BERKELEY -- There was unmitigated praise for the benefits of medical marijuana at the Tuesday night City Council meeting. But there was also unanimous consent that the Perfect Plants Patient Group was operating illegally and would have to shut its doors.

"Medical marijuana is not before this council," said Councilman Darryl Moore. "We enforce zoning regulations like we do for every business in Berkeley."

The city attorney will draft a resolution that will detail specific code violations and the council will vote on it Nov. 27.

Before the public hearing, code enforcement officer Gregory Daniel enumerated the various charges leveled at the Perfect Plant Patients Group, better known as 3PG: Its location near Sacramento and Oregon streets violates zoning rules requiring a minimal 600-foot distance between schools and medical marijuana distribution sites, he said.

The operation is in a commercial area, where only licensed dispensaries are permitted to sell medical marijuana; 3PG has no license, Daniel said. (There are three licensed distributors in Berkeley; new policies are being written to add a fourth. Medical marijuana collectives -- generally small -- are allowed to operate in residential zones as long as marijuana cultivation and distribution are "incidental to residential use;" 3PG calls itself a collective, but has some 4,000 members.)

The 3PG zoning certificate is for a retail clothing establishment, Daniel added.

During a public hearing that preceded the council vote, 3PG neighbors expressed frustration with the yearlong process of shutting down the business.

"I don't understand why they're allowed to continue to flagrantly violate laws," said Ryan Kerian. "Please do your duty -- find them a nuisance."
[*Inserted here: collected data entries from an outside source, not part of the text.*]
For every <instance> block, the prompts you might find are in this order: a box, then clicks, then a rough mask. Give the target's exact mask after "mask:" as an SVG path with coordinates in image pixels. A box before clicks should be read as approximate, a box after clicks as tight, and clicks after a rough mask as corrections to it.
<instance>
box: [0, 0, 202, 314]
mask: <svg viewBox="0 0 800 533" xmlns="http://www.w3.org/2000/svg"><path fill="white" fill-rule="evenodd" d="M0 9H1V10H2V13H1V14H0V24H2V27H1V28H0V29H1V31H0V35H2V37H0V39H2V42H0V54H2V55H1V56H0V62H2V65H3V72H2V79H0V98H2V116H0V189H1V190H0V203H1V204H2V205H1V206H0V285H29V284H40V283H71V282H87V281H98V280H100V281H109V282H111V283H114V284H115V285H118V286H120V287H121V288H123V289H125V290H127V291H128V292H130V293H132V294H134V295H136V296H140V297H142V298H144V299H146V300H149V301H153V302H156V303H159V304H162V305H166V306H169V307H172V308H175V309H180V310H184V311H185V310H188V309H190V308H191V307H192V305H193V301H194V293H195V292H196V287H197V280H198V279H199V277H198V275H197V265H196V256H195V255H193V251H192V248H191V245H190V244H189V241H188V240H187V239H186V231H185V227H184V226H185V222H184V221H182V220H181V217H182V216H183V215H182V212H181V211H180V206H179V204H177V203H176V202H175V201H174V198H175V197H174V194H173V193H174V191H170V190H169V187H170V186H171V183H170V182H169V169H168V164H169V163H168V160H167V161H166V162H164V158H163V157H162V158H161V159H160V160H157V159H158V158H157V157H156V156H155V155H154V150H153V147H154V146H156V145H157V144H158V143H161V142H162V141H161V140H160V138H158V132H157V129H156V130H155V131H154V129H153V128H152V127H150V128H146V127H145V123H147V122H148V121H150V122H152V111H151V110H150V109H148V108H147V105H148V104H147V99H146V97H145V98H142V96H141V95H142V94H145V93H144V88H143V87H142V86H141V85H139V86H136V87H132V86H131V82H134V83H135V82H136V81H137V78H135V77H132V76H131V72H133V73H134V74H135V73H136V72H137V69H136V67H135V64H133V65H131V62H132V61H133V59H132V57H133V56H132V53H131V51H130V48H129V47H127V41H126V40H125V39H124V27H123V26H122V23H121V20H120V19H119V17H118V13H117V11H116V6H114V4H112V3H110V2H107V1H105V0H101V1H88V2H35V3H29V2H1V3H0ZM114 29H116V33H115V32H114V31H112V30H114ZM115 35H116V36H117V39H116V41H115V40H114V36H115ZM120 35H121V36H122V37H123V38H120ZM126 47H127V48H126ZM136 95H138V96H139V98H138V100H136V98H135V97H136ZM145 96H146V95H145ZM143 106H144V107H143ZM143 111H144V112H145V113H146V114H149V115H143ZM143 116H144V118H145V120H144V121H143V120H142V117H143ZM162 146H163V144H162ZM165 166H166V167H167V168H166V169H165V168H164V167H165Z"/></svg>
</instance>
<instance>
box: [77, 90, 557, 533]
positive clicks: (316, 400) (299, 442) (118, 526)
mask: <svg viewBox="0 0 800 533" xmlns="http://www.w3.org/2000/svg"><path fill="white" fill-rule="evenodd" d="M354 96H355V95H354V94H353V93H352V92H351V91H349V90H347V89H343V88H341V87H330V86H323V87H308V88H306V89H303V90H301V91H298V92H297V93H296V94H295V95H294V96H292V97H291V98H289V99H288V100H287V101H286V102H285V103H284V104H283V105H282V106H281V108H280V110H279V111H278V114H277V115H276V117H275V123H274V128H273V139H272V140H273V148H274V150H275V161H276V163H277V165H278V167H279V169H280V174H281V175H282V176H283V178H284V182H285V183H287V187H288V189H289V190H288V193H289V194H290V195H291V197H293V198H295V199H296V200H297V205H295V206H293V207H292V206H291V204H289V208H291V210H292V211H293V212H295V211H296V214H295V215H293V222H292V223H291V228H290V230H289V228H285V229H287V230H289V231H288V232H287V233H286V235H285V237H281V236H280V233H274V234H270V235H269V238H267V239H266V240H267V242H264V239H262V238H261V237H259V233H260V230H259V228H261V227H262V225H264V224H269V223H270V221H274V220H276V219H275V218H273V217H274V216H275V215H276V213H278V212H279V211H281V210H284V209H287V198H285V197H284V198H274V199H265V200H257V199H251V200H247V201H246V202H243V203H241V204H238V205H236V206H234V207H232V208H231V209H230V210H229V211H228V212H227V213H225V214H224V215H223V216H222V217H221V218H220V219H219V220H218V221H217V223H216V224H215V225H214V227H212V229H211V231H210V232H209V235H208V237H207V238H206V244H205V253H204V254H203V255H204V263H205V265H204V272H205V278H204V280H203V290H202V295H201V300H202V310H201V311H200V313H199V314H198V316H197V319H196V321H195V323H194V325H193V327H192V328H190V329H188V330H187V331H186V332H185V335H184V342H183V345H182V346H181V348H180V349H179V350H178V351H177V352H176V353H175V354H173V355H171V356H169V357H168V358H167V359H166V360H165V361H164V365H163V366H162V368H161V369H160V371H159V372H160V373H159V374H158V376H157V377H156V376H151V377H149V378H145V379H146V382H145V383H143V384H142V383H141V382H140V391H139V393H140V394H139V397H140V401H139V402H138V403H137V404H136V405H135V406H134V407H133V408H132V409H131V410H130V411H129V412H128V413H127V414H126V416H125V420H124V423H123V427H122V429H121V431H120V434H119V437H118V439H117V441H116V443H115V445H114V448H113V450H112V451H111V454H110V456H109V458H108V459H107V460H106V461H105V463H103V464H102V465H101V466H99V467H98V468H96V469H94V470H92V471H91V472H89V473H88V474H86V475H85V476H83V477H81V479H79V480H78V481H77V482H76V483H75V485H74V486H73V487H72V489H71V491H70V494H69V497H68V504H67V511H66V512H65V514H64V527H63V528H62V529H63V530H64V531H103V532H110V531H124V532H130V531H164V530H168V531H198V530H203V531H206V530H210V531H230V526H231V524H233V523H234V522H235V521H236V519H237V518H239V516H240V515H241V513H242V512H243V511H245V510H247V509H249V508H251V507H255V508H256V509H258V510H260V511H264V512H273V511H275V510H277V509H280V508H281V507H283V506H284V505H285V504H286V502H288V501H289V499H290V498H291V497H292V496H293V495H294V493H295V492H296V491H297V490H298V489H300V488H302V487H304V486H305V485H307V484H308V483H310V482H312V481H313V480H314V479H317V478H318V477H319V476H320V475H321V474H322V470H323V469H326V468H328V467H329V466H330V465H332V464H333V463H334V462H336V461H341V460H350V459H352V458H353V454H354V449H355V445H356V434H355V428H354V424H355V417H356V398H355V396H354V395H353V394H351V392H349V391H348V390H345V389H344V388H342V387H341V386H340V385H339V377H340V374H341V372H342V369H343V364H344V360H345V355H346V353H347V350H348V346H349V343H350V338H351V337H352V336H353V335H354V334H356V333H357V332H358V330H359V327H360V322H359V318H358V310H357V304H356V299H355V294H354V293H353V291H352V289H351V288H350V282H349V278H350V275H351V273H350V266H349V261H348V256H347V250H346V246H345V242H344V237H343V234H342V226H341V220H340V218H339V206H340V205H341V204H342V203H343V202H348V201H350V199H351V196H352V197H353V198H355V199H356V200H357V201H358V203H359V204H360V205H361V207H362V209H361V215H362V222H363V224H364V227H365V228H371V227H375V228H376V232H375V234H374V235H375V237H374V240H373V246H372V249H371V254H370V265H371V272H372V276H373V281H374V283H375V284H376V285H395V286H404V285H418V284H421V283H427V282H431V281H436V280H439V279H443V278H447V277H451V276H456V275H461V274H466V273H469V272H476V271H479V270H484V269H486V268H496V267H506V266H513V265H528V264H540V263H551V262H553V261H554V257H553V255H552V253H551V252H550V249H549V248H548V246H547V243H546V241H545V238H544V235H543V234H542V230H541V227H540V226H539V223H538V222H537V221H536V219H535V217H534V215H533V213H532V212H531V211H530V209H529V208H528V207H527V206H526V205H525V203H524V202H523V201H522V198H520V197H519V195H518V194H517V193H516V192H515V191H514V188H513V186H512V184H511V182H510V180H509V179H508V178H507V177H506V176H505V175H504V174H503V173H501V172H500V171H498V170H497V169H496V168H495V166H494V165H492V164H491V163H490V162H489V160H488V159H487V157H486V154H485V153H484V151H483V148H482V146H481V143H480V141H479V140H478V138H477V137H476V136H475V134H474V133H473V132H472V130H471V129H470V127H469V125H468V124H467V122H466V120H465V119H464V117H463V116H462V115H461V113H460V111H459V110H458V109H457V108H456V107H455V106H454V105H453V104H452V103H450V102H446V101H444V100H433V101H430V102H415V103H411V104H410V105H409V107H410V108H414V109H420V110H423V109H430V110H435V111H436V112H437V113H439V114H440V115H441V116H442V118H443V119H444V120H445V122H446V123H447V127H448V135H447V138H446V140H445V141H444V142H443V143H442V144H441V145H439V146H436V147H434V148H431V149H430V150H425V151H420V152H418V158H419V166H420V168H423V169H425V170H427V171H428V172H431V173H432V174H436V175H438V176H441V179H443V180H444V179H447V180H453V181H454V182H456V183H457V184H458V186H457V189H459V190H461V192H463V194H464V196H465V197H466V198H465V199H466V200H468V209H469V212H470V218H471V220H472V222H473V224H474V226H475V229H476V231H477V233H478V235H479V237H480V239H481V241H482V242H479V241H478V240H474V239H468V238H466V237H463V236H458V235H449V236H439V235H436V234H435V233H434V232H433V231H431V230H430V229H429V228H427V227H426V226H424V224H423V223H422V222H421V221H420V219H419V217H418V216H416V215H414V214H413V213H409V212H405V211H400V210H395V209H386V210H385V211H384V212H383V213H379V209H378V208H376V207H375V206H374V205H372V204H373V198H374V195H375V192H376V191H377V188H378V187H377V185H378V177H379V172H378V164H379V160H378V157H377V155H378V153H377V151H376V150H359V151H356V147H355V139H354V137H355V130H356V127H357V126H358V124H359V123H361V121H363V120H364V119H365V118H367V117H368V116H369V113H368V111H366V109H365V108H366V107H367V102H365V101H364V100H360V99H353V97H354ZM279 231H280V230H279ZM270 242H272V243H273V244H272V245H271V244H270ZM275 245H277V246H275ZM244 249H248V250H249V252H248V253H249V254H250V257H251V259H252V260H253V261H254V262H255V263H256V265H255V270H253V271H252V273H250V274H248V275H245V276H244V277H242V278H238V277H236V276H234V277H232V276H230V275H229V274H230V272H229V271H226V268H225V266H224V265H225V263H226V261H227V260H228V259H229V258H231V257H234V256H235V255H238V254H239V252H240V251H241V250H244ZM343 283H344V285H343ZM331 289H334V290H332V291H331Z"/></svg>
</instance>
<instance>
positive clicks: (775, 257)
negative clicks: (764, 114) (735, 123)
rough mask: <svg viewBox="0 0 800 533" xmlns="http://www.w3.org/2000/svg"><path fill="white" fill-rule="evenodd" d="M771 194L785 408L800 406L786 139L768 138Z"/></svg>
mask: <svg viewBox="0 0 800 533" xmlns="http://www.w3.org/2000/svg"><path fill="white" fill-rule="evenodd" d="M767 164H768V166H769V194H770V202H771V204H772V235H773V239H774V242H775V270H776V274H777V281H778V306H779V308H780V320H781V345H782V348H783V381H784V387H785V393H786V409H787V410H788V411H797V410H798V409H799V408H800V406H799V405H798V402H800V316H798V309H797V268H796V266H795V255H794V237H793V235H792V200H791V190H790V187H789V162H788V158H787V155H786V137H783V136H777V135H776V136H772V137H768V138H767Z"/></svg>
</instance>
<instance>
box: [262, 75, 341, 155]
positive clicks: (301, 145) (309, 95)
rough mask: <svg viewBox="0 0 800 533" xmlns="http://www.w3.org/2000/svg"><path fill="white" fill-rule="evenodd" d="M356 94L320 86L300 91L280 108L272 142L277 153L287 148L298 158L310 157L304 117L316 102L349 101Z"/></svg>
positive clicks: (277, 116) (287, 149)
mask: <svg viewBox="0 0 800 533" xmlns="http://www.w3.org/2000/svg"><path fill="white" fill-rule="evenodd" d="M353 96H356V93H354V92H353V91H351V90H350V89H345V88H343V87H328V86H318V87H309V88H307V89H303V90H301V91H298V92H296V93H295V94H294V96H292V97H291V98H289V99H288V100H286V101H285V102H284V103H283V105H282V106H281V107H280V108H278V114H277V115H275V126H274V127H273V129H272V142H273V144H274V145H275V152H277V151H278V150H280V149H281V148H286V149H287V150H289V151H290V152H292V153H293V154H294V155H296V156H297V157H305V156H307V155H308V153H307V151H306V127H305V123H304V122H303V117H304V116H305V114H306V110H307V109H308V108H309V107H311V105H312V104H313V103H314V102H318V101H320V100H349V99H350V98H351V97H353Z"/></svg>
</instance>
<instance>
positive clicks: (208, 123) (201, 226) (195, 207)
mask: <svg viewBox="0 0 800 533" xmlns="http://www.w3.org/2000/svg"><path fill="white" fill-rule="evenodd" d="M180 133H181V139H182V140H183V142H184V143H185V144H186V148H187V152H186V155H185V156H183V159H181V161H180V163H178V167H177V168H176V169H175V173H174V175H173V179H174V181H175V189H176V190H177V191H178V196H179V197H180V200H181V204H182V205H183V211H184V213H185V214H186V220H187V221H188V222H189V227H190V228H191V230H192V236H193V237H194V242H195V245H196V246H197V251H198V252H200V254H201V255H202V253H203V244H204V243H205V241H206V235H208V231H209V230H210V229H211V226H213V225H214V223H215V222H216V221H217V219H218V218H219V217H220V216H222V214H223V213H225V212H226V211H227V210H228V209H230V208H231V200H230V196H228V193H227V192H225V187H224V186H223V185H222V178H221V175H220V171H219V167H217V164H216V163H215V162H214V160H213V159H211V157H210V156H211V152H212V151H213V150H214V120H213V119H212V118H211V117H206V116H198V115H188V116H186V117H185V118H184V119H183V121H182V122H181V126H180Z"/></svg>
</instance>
Rosemary DePerez, a nurse with a child at Longfellow Middle School, which is a block from 3PG, told the council that, "I support the right of people having pharmaceutical access to medicine. But what I don't support is that it's within 600 feet of my children's school or any school or any child care. As adults we have to be responsible for our younger members of society."

Others said they'd witnessed 3PG associates engage in street-level drug deals. And "shootings and violence are up since 3PG moved in," said Christopher Allen, who lives near the site.

But 3PG supporters argued that illegal drug dealing and violence in the area is not associated with the business and that, in fact, the 3PG security guards discourage loitering and keep the area clean.

"There is no drug dealing going on there," said Terry Carver. "Cannabis is medicine and it's being dispensed to qualified patients in accordance with state law."

Carver said 3PG has nothing to do with crime in the long-troubled neighborhood. "Cannabis patients still face a lot of prejudice and negative stereotyping as do people of color and poor people in general," she said.

The city and 3PG supporters were at odds over the question of the distance between the school and the storefront. Perfect Plant operator Eric Thomas told the council he'd hired a surveyor who said the distance between the two was 619 feet; city staff said it was 546 feet.

Tashawn Nicholas said 3PG was being signaled out unfairly, noting that "3PG is right next to a liquor store."

Councilman Kriss Worthington agreed that 3PG was violating city laws and voted with the rest of the council to shut down the operation. However, he questioned the law.

"We have to expand the number of dispensaries that are legal beyond four," he said, arguing there are hundreds of places in Berkeley where people can get medical cannabis. "We're closing our eyes, pretending it doesn't exist."